Google Books, Internet Archive, Commons upload cycle/Progress
(Automation Tool) Google Books > Internet Archive > Commons upload cycle
- Public URL: //www.mediawiki.org/wiki/Google_Books,_Internet_Archive,_Commons_upload_cycle
- Bugzilla report: Bug - 57813
- Hosted on tools-lab: http://tools.wmflabs.org/bub/
- Maintained on github: https://github.com/rohit-dua/bub
- Ncert Books On exambeet:http://exambeet.in/ncert-books-free-download/
Community Bonding Report
Goals for the first half of the internship
- Create the front-end for the web-tool to be hosted on tools-lab server.

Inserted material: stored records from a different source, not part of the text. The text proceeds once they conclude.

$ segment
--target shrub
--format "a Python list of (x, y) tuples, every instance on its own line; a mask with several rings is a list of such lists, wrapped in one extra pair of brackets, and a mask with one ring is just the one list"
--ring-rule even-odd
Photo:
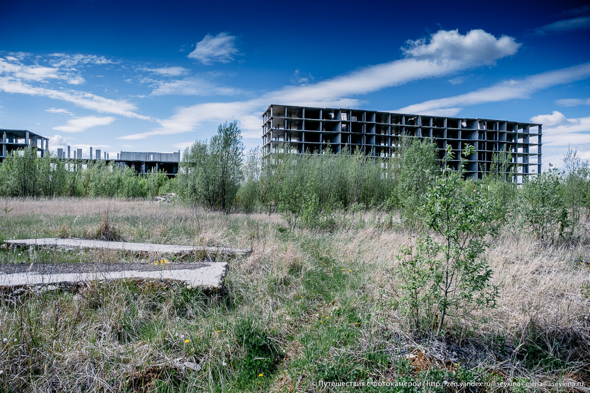
[[(496, 305), (497, 289), (490, 282), (492, 271), (483, 256), (489, 246), (486, 237), (495, 233), (493, 205), (481, 184), (466, 189), (461, 181), (473, 152), (473, 147), (466, 148), (458, 171), (445, 166), (420, 208), (428, 232), (398, 256), (400, 304), (417, 329), (425, 325), (439, 332), (447, 316)], [(453, 159), (450, 147), (446, 159)]]

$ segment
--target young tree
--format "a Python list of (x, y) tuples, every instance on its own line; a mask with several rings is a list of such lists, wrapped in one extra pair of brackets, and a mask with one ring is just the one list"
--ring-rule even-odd
[(420, 222), (418, 208), (424, 204), (428, 187), (440, 173), (437, 158), (432, 140), (401, 138), (392, 163), (395, 185), (391, 202), (399, 207), (407, 226), (415, 227)]
[(185, 150), (178, 175), (189, 202), (228, 212), (242, 179), (244, 144), (237, 123), (219, 124), (217, 134)]
[[(473, 151), (471, 146), (465, 149), (458, 171), (445, 165), (420, 208), (427, 232), (398, 257), (401, 303), (417, 329), (435, 316), (430, 325), (440, 332), (448, 316), (496, 304), (497, 289), (490, 282), (492, 271), (483, 256), (486, 237), (497, 227), (491, 224), (494, 206), (481, 184), (466, 187), (461, 180)], [(446, 157), (452, 160), (450, 146)]]

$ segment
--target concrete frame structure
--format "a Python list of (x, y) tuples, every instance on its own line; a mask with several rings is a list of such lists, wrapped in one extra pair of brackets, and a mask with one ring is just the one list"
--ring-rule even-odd
[(119, 165), (126, 165), (137, 173), (145, 174), (152, 170), (165, 171), (169, 176), (178, 173), (181, 151), (175, 153), (122, 151), (114, 160)]
[[(28, 130), (0, 128), (0, 162), (12, 150), (25, 147), (37, 147), (43, 157), (49, 148), (49, 139)], [(45, 147), (44, 148), (44, 143)]]
[(351, 151), (360, 148), (366, 156), (392, 157), (405, 135), (432, 138), (441, 160), (450, 144), (455, 159), (450, 164), (455, 168), (460, 151), (467, 144), (473, 146), (476, 153), (468, 159), (468, 177), (481, 179), (489, 173), (493, 154), (504, 150), (517, 167), (514, 180), (522, 182), (535, 173), (535, 166), (536, 173), (541, 172), (539, 124), (277, 104), (270, 105), (262, 118), (265, 156), (284, 152), (281, 147), (286, 144), (289, 151), (299, 154), (321, 154), (329, 147), (339, 153), (348, 147)]

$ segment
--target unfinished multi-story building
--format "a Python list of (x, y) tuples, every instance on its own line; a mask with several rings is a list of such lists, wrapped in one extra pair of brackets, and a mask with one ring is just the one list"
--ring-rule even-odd
[[(342, 108), (312, 108), (271, 105), (262, 115), (263, 150), (322, 153), (360, 148), (363, 154), (392, 157), (402, 136), (431, 138), (444, 158), (448, 145), (458, 167), (460, 152), (471, 145), (466, 176), (481, 179), (493, 170), (493, 155), (510, 153), (516, 179), (541, 171), (541, 124), (483, 118), (392, 113)], [(502, 156), (502, 154), (500, 154)]]
[(25, 147), (37, 147), (39, 154), (42, 157), (49, 146), (49, 139), (28, 130), (0, 129), (0, 136), (2, 137), (0, 141), (0, 144), (2, 145), (0, 162), (3, 161), (6, 155), (12, 150)]

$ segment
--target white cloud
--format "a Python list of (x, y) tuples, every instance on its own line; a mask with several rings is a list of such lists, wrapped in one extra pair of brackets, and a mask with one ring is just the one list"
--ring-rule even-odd
[(510, 80), (464, 94), (429, 100), (396, 110), (396, 112), (430, 114), (441, 109), (457, 109), (460, 105), (526, 98), (532, 93), (556, 85), (583, 80), (590, 77), (590, 62), (537, 74), (521, 80)]
[(68, 120), (65, 125), (54, 127), (53, 129), (55, 131), (61, 131), (63, 133), (80, 133), (93, 127), (107, 126), (113, 121), (114, 121), (114, 118), (112, 116), (76, 117)]
[(513, 55), (521, 44), (514, 38), (502, 35), (499, 38), (480, 29), (462, 35), (458, 30), (440, 30), (425, 38), (408, 40), (402, 49), (407, 57), (437, 61), (460, 60), (477, 64), (493, 64), (497, 60)]
[(190, 71), (184, 67), (163, 67), (158, 68), (148, 68), (144, 67), (141, 68), (143, 71), (149, 72), (153, 72), (164, 77), (179, 77), (190, 72)]
[[(88, 158), (90, 155), (90, 147), (93, 150), (95, 148), (109, 148), (111, 146), (107, 144), (86, 144), (84, 143), (76, 143), (75, 140), (72, 138), (66, 138), (61, 135), (56, 134), (53, 137), (49, 137), (49, 150), (54, 153), (57, 152), (58, 148), (64, 149), (65, 156), (67, 157), (68, 146), (70, 147), (70, 157), (74, 157), (74, 151), (78, 148), (82, 149), (82, 157), (76, 158)], [(94, 154), (94, 151), (93, 151)]]
[(572, 30), (582, 30), (590, 28), (590, 17), (578, 16), (562, 19), (535, 29), (537, 34), (545, 35), (553, 33), (562, 33)]
[(562, 98), (556, 100), (555, 103), (561, 107), (576, 107), (578, 105), (590, 105), (590, 98)]
[(0, 77), (0, 91), (18, 93), (71, 103), (82, 108), (91, 109), (97, 112), (111, 113), (126, 117), (133, 117), (149, 120), (149, 116), (135, 113), (137, 106), (124, 100), (112, 100), (85, 91), (71, 90), (55, 90), (33, 86), (10, 77)]
[(61, 68), (73, 68), (76, 65), (104, 65), (105, 64), (112, 64), (114, 62), (104, 56), (97, 56), (96, 55), (83, 55), (76, 54), (75, 55), (69, 55), (64, 53), (52, 53), (49, 56), (51, 58), (49, 60), (50, 64), (54, 67)]
[(214, 62), (229, 62), (234, 60), (234, 56), (240, 54), (235, 40), (235, 35), (224, 32), (215, 36), (207, 34), (197, 43), (195, 50), (188, 54), (188, 57), (205, 65), (211, 65)]
[(152, 92), (152, 95), (179, 94), (182, 95), (234, 95), (240, 91), (222, 86), (198, 77), (190, 77), (169, 82), (162, 82)]
[(556, 127), (560, 126), (569, 127), (579, 123), (579, 120), (568, 120), (565, 115), (558, 111), (553, 111), (550, 115), (538, 115), (530, 118), (533, 123), (541, 123), (548, 127)]
[(63, 108), (50, 108), (49, 109), (45, 110), (45, 111), (49, 112), (50, 113), (60, 113), (64, 115), (69, 115), (70, 116), (74, 115), (73, 113), (67, 109), (64, 109)]
[(457, 77), (457, 78), (448, 80), (448, 82), (451, 85), (458, 85), (465, 82), (467, 79), (467, 77)]
[[(207, 103), (181, 108), (169, 118), (158, 120), (159, 127), (146, 133), (119, 138), (136, 140), (155, 135), (178, 134), (194, 131), (207, 122), (222, 123), (226, 120), (234, 119), (238, 120), (241, 128), (244, 131), (244, 137), (258, 137), (261, 132), (260, 115), (270, 104), (336, 107), (358, 106), (362, 101), (350, 96), (489, 64), (502, 57), (513, 54), (518, 48), (519, 44), (516, 44), (516, 47), (511, 44), (514, 39), (506, 36), (495, 38), (485, 32), (483, 32), (485, 34), (475, 34), (470, 32), (461, 35), (456, 31), (441, 31), (449, 33), (454, 37), (455, 44), (454, 47), (450, 45), (452, 49), (441, 51), (438, 57), (435, 54), (430, 53), (432, 48), (430, 45), (434, 39), (433, 37), (439, 37), (435, 38), (438, 40), (440, 37), (445, 35), (444, 34), (433, 34), (428, 43), (425, 39), (422, 40), (422, 44), (413, 42), (413, 51), (418, 54), (428, 53), (428, 56), (420, 54), (419, 58), (414, 58), (411, 57), (413, 52), (407, 51), (408, 57), (405, 58), (369, 66), (314, 84), (286, 86), (247, 101)], [(473, 45), (477, 46), (478, 40), (480, 40), (481, 45), (487, 48), (491, 53), (478, 51), (480, 57), (473, 54), (458, 53), (457, 42), (468, 42), (463, 45), (465, 50), (468, 50)], [(451, 52), (453, 56), (450, 55)], [(446, 108), (446, 110), (450, 110)]]
[(295, 70), (295, 72), (293, 73), (293, 77), (291, 78), (291, 82), (301, 84), (306, 84), (313, 80), (313, 77), (312, 76), (311, 74), (308, 74), (307, 77), (304, 77), (301, 75), (299, 69)]
[(567, 118), (560, 112), (553, 111), (551, 114), (533, 116), (530, 121), (543, 123), (544, 147), (571, 145), (574, 148), (590, 143), (590, 117)]

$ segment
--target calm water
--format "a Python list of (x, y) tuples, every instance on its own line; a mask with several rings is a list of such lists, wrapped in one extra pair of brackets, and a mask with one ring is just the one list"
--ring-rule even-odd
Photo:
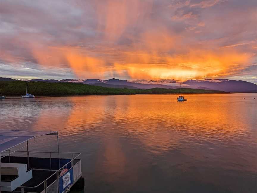
[(256, 193), (257, 94), (184, 96), (10, 97), (0, 127), (59, 131), (85, 192)]

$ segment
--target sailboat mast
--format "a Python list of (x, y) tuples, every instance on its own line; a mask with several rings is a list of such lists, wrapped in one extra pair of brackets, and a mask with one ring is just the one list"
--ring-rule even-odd
[(180, 94), (181, 94), (181, 83), (180, 83), (180, 88), (179, 88), (179, 96), (180, 96)]

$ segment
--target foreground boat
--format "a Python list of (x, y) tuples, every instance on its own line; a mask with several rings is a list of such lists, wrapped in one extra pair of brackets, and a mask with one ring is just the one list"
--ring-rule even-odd
[[(29, 151), (30, 144), (54, 136), (58, 152), (41, 151), (40, 146)], [(84, 188), (80, 153), (60, 152), (58, 132), (0, 130), (0, 141), (2, 193), (66, 193), (72, 187)]]
[(184, 98), (183, 96), (181, 96), (181, 84), (180, 84), (180, 88), (179, 88), (179, 96), (177, 98), (178, 101), (184, 101), (187, 100), (186, 99)]
[(177, 99), (178, 99), (178, 101), (184, 101), (187, 100), (186, 99), (184, 98), (184, 97), (183, 96), (180, 96)]
[(21, 97), (23, 98), (35, 98), (35, 96), (31, 94), (28, 93), (28, 81), (27, 81), (27, 88), (26, 89), (26, 95), (21, 95)]

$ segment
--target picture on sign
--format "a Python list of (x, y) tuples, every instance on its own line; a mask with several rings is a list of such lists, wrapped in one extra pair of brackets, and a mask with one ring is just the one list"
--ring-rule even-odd
[(70, 183), (70, 176), (69, 172), (62, 177), (63, 182), (63, 188), (65, 188)]

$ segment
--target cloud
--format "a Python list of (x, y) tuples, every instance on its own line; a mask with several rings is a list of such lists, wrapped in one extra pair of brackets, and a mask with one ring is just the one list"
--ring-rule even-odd
[(254, 1), (232, 3), (3, 1), (0, 60), (5, 67), (0, 71), (5, 76), (53, 78), (239, 75), (256, 59), (256, 14)]
[(229, 45), (229, 46), (223, 46), (222, 48), (229, 48), (231, 47), (235, 47), (236, 46), (243, 46), (246, 44), (248, 44), (251, 43), (255, 43), (254, 41), (251, 41), (249, 42), (242, 42), (242, 43), (239, 43), (232, 45)]
[(202, 8), (206, 8), (212, 7), (215, 5), (226, 1), (227, 0), (206, 0), (202, 1), (199, 3), (190, 4), (190, 7), (199, 7)]
[(200, 22), (197, 24), (197, 25), (200, 27), (203, 27), (205, 26), (205, 24), (204, 22)]

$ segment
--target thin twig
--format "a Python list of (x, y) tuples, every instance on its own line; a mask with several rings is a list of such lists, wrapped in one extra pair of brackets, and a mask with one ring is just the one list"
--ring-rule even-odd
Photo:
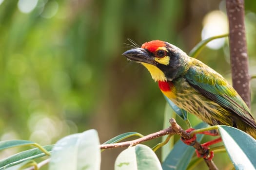
[[(50, 158), (44, 160), (41, 162), (39, 162), (38, 164), (38, 169), (39, 170), (40, 168), (41, 168), (42, 166), (47, 164), (50, 162)], [(26, 170), (35, 170), (35, 167), (32, 167), (29, 168), (27, 168), (26, 169)]]
[[(191, 133), (188, 133), (184, 131), (178, 124), (177, 124), (174, 119), (172, 118), (170, 119), (169, 121), (171, 123), (171, 126), (159, 132), (149, 134), (145, 136), (133, 140), (113, 144), (100, 145), (100, 148), (101, 149), (107, 149), (117, 147), (130, 147), (167, 135), (173, 135), (177, 134), (183, 138), (186, 139), (191, 138)], [(201, 154), (202, 155), (205, 154), (205, 153), (207, 152), (209, 153), (209, 150), (206, 150), (205, 147), (203, 147), (197, 141), (196, 141), (196, 143), (193, 147), (197, 150), (199, 153)], [(204, 159), (204, 160), (208, 166), (209, 170), (218, 170), (212, 160), (208, 160), (207, 159)]]

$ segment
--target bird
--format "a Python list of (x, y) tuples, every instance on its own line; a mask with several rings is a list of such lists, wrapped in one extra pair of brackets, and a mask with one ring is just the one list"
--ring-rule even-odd
[(256, 122), (245, 102), (222, 76), (200, 61), (159, 40), (122, 55), (144, 66), (179, 108), (210, 125), (233, 126), (256, 139)]

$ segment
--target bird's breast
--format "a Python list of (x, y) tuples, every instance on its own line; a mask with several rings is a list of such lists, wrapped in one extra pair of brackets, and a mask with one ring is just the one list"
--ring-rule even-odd
[(176, 98), (176, 88), (171, 82), (158, 81), (158, 85), (163, 94), (168, 98)]

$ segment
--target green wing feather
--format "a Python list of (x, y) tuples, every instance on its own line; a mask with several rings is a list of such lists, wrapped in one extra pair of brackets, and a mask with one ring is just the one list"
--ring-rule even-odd
[(221, 75), (196, 59), (192, 66), (185, 77), (192, 87), (256, 128), (247, 105)]

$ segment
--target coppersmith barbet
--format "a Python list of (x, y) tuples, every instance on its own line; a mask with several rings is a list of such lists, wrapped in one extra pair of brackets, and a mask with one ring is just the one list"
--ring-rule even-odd
[(168, 42), (154, 40), (123, 55), (141, 64), (164, 95), (211, 125), (239, 129), (256, 138), (256, 122), (228, 82), (201, 61)]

- Develop bot that handles queries in database (time-out deletion/queue handling/IPC-communication messages).
- Extract meta-data from Google-Books and introduce system to check if book already present in IA(Internet Archive).
- Create script to download from Google-books.
- This will be done by extracting individual page image, and then converting'em to pdf.
- I find IRC a quick way to contact to my mentors.
- Email will be used when mentors are not available.
- plan to have involvement of interested parties for testing/ suggestions.
- For this announcement on wikitech-l, wikisource-l, commons-l, will be made.
Lessons learned since 21st April
- Every task becomes a piece of cake, if you love doing it.
- For queries, google cannot be as good as a real-time chat/email with someone experienced.
- Before the core-coding, the set-up work does take a lot of time and edits.
- Discussions and feedback make thing better.
Before Week 1
- Started the fronted development of the tool (the web face.)
- Using bootstrap
- Shifted the workspace to tools-lab.
- Linked the github repo. to the tools folder.
- Examined the code-base.
Week 1: May 19 to May 25
- University Examinations
- Familiarized myself with tools-lab.
Week 2: May 26 to June 1
- Worked on the back-end python script.
- Added script to verify Commons Name and the Google-books ID.
- Cookie/session handling
- Linked the DB to the tool.
- Set up a cron-job to delete unconfirmed requests.
- The tool can now be tested(for the frontend only) here
- Understood the redis-queue implementation.
Week 3: June 2 to June 8
- Understood and worked on implementation of redis lists and interprocess locks.
- Worked on scripts to(not yet deployed):
- verify if upload already present in archive.
- download books from Google-Books as images and convert'em to one pdf.
- upload book pdf with metadata to Inetrnet archive.
Week 4: 9 June to 15 June
- Deployed the above worked scripts to tools-labs:
- IA upload verification.
- Used a score value system (with thressholds) to check if book already present in IA.
- Google-books download and pdf conversion.
- IA upload with meta-data.
- ia upload using internetarchive python module.
- IA upload verification.
- Improved on the database management.
- migrated from 2 databases( sessions + requests) to single main database.
- Understood the grid usage, and deployed 2 continuous jobs to grid.(worker.py and upload-checker.py)
- worked on the email notification (using exim)
Week 5: 16 June to 22 June
- Improved on the code structure.
- removed all global variables and moved to use of classes.
- Resolved a bug in internetarchive python module relating to metadata overwrite
- Resolved the google-Id and commonsName parsing bug.
23 June to August 7
- Major Changes:
- Converted the web app from cgi to flask-cgi (using virtual environment)
- Added scripts for mass upload to Internet-archive, with a separate job for regular uploads and mass-uploads.
- Built queue pages for regular uploads and mass-uploads.
- Built progress page for all uploads.
- Improved on code to finding similar books on archive before uploading.(to avoid dublicacy)
- Added support of other libraries - (hathi-trust, brasiliana-USP, DSpace-based general library)
- Some Minor Changes:
- Added retry/off-line checker wrappers to the code.
- Added admin-login page for administrative tasks like mass-uploads.
- Improved the error/job logging mechanism.